The internet is a aggregation of multiple interconnected terrestrial, submarine and radio networks.
Tier 1 networks which are like global freeways, able to deliver to destinations across multiple continents. Multiple tier 1 networks exchange traffic without payments through peering agreements based on reciprocity. Tier 2/3 networks cover a smaller geographical area and get global access by making transit payments tier 1 networks. These networks form the backbone of the internet.
The last mile is the part of the network that connects connects people's homes and businesses into the larger internet. The last mile is typically part of the ISP’s network. The middle mile is the segment linking the ISP’s core network to the local, last mile networks.
When comparing the internet to a tree, the tier 1 and 2 networks are the trunk, the middle mile the branches, connecting a very large number of “last mile" leaves. These last mile links are the most numerous and most expensive part of the system. This is illustrated by the chart below.
In each the next sections we look into a major issue affecting latency and ways to improve performance.
The core internet protocols and routing mechanisms have not changed significantly in the last 40 years. TCP was built for reliability and to avoid congestion and served those purposes wonderfully well but is starting to show its age. Major issues include
- TCP is a round trip protocol and the only way to reduce latency is to reduce round trips.

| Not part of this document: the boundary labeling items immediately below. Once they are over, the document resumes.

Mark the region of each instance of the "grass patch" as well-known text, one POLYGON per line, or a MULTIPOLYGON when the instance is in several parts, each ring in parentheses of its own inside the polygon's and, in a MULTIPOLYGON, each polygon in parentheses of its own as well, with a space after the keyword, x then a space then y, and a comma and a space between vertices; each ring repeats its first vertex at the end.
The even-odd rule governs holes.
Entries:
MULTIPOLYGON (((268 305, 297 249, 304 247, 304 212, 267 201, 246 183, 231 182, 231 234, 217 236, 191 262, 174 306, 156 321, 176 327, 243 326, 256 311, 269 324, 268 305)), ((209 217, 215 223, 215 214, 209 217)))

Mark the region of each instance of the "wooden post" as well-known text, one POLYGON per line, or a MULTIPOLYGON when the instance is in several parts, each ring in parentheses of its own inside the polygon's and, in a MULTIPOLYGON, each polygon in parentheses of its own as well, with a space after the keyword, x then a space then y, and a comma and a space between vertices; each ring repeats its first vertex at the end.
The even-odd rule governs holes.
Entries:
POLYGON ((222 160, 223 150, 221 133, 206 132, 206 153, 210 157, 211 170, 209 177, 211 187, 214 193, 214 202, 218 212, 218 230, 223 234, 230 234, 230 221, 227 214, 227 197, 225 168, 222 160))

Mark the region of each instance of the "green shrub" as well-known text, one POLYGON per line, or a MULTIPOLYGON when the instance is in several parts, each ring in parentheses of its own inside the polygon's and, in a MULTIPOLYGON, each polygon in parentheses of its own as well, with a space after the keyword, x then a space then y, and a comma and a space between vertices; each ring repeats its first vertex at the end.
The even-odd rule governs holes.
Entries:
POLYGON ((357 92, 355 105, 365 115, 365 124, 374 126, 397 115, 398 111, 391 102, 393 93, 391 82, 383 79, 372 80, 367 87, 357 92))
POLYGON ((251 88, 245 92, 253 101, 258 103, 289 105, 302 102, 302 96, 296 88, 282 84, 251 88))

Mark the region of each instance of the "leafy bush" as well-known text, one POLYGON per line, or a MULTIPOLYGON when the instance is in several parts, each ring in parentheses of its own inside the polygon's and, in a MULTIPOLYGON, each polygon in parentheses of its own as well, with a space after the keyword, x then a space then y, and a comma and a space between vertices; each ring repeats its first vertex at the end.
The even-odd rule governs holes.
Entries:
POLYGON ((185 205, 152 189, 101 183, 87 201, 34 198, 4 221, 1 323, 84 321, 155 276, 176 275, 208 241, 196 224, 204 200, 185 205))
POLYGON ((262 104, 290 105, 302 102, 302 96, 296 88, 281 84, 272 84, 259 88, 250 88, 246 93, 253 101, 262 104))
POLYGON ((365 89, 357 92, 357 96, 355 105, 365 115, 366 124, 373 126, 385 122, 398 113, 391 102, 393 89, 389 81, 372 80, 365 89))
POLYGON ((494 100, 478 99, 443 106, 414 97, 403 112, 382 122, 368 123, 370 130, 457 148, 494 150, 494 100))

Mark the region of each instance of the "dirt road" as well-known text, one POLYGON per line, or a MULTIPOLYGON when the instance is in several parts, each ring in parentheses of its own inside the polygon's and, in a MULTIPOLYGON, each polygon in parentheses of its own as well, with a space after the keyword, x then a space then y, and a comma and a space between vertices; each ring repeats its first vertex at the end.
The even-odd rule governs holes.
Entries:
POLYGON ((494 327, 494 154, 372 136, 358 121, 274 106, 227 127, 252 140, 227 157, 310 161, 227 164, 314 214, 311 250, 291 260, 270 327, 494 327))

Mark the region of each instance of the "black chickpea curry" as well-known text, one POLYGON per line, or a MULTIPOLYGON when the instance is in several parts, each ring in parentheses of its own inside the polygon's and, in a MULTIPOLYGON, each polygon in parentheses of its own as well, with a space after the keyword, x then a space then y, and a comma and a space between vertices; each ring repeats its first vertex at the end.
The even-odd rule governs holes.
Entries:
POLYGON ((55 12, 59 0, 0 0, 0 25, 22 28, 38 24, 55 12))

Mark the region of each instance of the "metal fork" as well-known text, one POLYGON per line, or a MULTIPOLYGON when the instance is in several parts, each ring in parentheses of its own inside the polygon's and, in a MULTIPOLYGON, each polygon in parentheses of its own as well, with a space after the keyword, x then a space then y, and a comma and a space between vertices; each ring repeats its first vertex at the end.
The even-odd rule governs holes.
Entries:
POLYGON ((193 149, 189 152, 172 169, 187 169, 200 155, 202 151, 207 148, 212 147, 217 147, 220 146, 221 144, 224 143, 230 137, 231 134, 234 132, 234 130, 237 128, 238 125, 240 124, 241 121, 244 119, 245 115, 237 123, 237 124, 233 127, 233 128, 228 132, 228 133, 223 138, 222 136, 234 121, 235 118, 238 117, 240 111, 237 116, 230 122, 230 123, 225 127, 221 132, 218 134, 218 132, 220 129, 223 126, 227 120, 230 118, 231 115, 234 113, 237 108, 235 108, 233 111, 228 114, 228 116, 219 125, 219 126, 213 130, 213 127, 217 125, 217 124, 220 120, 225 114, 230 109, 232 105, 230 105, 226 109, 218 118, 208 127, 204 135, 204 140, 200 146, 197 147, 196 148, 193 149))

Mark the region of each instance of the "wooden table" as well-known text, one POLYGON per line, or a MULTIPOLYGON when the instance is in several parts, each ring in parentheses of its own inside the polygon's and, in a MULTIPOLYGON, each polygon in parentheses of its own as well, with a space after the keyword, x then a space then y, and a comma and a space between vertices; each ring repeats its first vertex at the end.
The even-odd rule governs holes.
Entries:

- High overhead to acknowledge every window of data packets sent. This particularly affects streaming video where the distance between server and client constrains download speeds.
- Larger networks and greater distances increase Round Trip Time (RTT), packet loss and decrease bandwidth.
- It is not very efficient when handling large payloads like streaming video which in the US accounted for over 70% of internet traffic in late 2015 and is expected to grow to 80% by 2019.
The chart below illustrates the inverse relationship between RTT and bandwidth. There is an exponential decrease in throughput. This has been derived from this report published by Akamai.
There are a number of optimizations to mitigate these problems. These include
- Using pools of persistent connections to eliminate setup and teardown overhead.
- Compressing content to reduce the number of TCP roundtrips.
- Sizing TCP window based on real-time network latency. Under good conditions, an entire payload can be sent by setting a large initial window, eliminating the wait for an acknowledgement. Larger windows can result in increased throughput over longer distances.
- Intelligent retransmission after packet loss by leveraging network latency information, instead of relying on the standard TCP timeout and retransmission protocols. This could mean shorter and aggressive retransmission timeouts under good network conditions.
- QUIC, a replacement for TCP built over UDP and HTTP2 include some of these optimizations from ground up.
Congestion happens at many different points on the Internet including peering points, middle and last miles.
Peering points are the interconnections where different networks exchange traffic. Border Gateway Protocol (BGP) is used to exchange routing information between different networks. This older protocol has a number of limitations affecting its ability to keep up with the increase in routes and traffic. Peering points can be deliberately used to throttle traffic and charge for increase in transit capacity as in the case of Netflix vs Comcast (and Verizon).
The middle mile connects the last mile to the greater internet. Last mile which is typically part of the ISP’s network, is the network segment connecting homes and businesses. These last mile links are the most numerous and most expensive part of the system. Goldman Sachs estimated it would cost Google $140 billion to build out a nationwide network or $1000/home on average.
The large capital investment limits competition and creates an imperfect market dominated by few players. Almost a third of US households have no choice for broadband internet service. There is no incentive for these corporations to improve the service due to lack of competition. In locations where Google Fiber has entered the market, other providers have duplicated Google FIber’s price and levels of service.
Minimizing long-haul content and computing
Distributing content and computing to the edge presents a unique set of challenges, especially for mobile devices.
- Mobile devices are likely to switch between cellular and wi-fi networks, resulting in disconnections.
- Mobile applications are personalized and interact through APIs (not static HTML web pages accessed through computer browsers) which cannot be cached as efficiently by CDNs.
- Streaming content especially video has to be optimized for different devices and resolutions. The downloadable stream is a function of both the device resolution and the bandwidth availability based on real time network conditions.
These issues can be addressed by bringing content and computing is as close to the users as possible.
Content delivery networks are effective in reducing latency and increasing throughput by taking content close to the users. Ideally content servers are located within each users ISP and geography. This minimizes the reliance on inter-network and long-distance communications especially through the middle-mile bottleneck of the Internet. Better end-user experiences over cellular networks can be enabled by distributing content and delivery directly inside Mobile Operators core networks.
When computing is moved to the edge, data goes along with it. Data distributed to the edges has to be managed carefully to prevent concurrent modifications. Solutions have to be create to merge data, resolve conflicts automatically or keep source data at source in escrow and update when the computing is complete.
Latency over the internet is fundamentally limited by the speed of light, aging infrastructure (networks and protocols), lack of competition and increase in streaming video traffic. These problems can be addressed by moving content and computing closer to the edge, building smarter applications using newer protocols and increased competition leading to investments in the last mile internet.